CA Grenoble, 1re ch. civ., 10 février 2015, n° 12/03554
GRENOBLE
Arrêt
Infirmation
PARTIES
Défendeur :
SCP MARCCHIONI PETRUCCELLI
COMPOSITION DE LA JURIDICTION
Président :
M. Francke
Conseiller :
M. Jacob
Conseiller :
M. Blatry
Avocats :
Me Ramillon, Me Stifani
Avocat :
Me Goarant
EXPOSE DU LITIGE
Les époux R. ont exploité au sein de la SARL NBC à La Salle les Alpes une discothèque à l'enseigne « BAM BAM ».
Par acte authentique du 29 décembre 2005 établi par la SCP MARCHIONI PETRUCELLI, notaire à BRIANCON, le fonds a été cédé à la SARL « DATZ », constituée de Paulo F. D. SILVA et Annabelle H. au prix de 152.500 € payable à hauteur de 45 500 € à la signature, et 107 000 € sur 7 ans par mensualités de 1 512,33 euros au taux de 6% l'an.
Les cédants bénéficiaient en garantie du paiement d'un privilège de vendeurs, d'un nantissement sur le fonds cédé, de la caution personnelle des deux associés acquéreurs à concurrence du prix restant du, soit 107.000 € et intérêts au taux de 5 % l'an,
L'acte précisait que la cession était convenue sous condition résolutoire de l'obtention avant le 31 janvier 2006 de la caution personnelle et solidaire des parents du gérant, Paulo F. D. SILVA .
Les cessionnaires donnaient mandat le 4 janvier 2006 à la SCP MARCHIONI PETRUCELLI de dresser l'acte de caution solidaire.
La société cessionnaire qui ne s'est acquittée d'aucune mensualité du crédit vendeur, pas davantage que du prix comptant, a été placée en redressement judiciaire le 1er juin 2007 convertie en liquidation judiciaire par jugement du 28 septembre 2007.
La société cédante n'a pu obtenir paiement de sa créance, déclarée pour 114.504,66 € , la liquidation judiciaire s'achevant par une clôture pour insuffisance d'actif le 28 mai 2010, les locaux lui étant restitués.

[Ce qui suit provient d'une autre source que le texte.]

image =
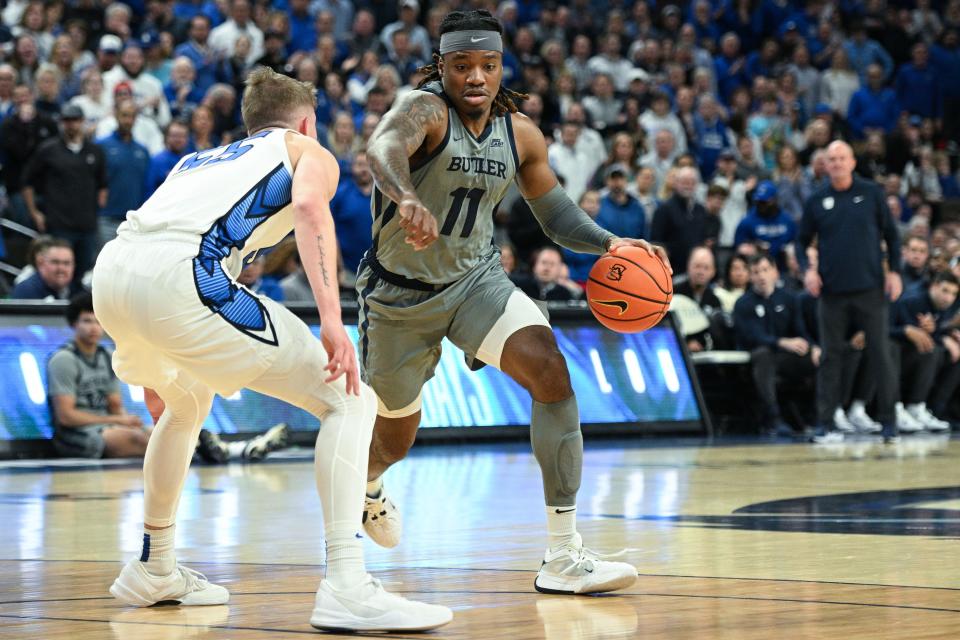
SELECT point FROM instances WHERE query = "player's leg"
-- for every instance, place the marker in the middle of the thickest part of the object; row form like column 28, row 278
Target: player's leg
column 156, row 576
column 517, row 339
column 398, row 354
column 297, row 376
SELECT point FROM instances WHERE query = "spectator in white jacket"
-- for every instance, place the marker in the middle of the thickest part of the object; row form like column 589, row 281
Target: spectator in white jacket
column 223, row 39
column 147, row 90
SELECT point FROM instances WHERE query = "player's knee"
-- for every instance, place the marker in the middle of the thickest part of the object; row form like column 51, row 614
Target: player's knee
column 550, row 379
column 393, row 437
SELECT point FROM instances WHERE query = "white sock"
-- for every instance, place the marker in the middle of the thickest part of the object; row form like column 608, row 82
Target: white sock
column 158, row 556
column 235, row 449
column 374, row 487
column 345, row 566
column 561, row 525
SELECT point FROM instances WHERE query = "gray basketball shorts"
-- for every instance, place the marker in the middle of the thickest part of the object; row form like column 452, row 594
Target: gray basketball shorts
column 79, row 442
column 401, row 329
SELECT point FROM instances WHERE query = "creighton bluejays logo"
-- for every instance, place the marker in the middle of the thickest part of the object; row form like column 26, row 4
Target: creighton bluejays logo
column 616, row 272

Annabelle H., actionnée en sa qualité de caution solidaire, a obtenu du tribunal de grande instance de NANTERRE par jugement du 20 mars 2009 la déchéance de cette sûreté en raison de la disproportion entre l'engagement souscrit et ses revenus.
Le tribunal de grande instance de VERSAILLES a débouté par jugement du 17 février 2009, confirmé par la cour d'appel le 6 mai 2010 les époux R. de leurs demandes à l'encontre des parents de Paulo F. D. SILVA au motif que le notaire n'avait régularisé le 4 janvier 2006 qu'un mandat de se porter caution sans établir un engagement de caution, qui n'a pas été formalisé.

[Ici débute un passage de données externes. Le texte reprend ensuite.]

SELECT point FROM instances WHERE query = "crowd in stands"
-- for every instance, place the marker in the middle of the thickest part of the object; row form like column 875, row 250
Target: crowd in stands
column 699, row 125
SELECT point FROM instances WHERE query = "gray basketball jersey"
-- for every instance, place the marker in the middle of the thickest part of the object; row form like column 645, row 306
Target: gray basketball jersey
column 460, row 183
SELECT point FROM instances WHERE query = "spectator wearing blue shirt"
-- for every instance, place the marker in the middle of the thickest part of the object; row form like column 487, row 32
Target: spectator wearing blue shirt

Ils indiquent que le notaire, conscient de son erreur, a effectué une déclaration de sinistre le 15 mars 2009 auprès de son assureur.
Par acte du huissier du 9 novembre 2010, les époux R. ont fait assigner la SCP MARCHIONI PETRUCELLI en paiement du solde impayé du prix de cession.
Ils invoquent sa faute :
- pour n'avoir pas établi un acte de caution des parents de M. F. alors que l'acte de vente stipulait que cette garantie était une condition résolutoire l'engagement,
- pour n'avoir pas vérifié la solvabilité de Mme H..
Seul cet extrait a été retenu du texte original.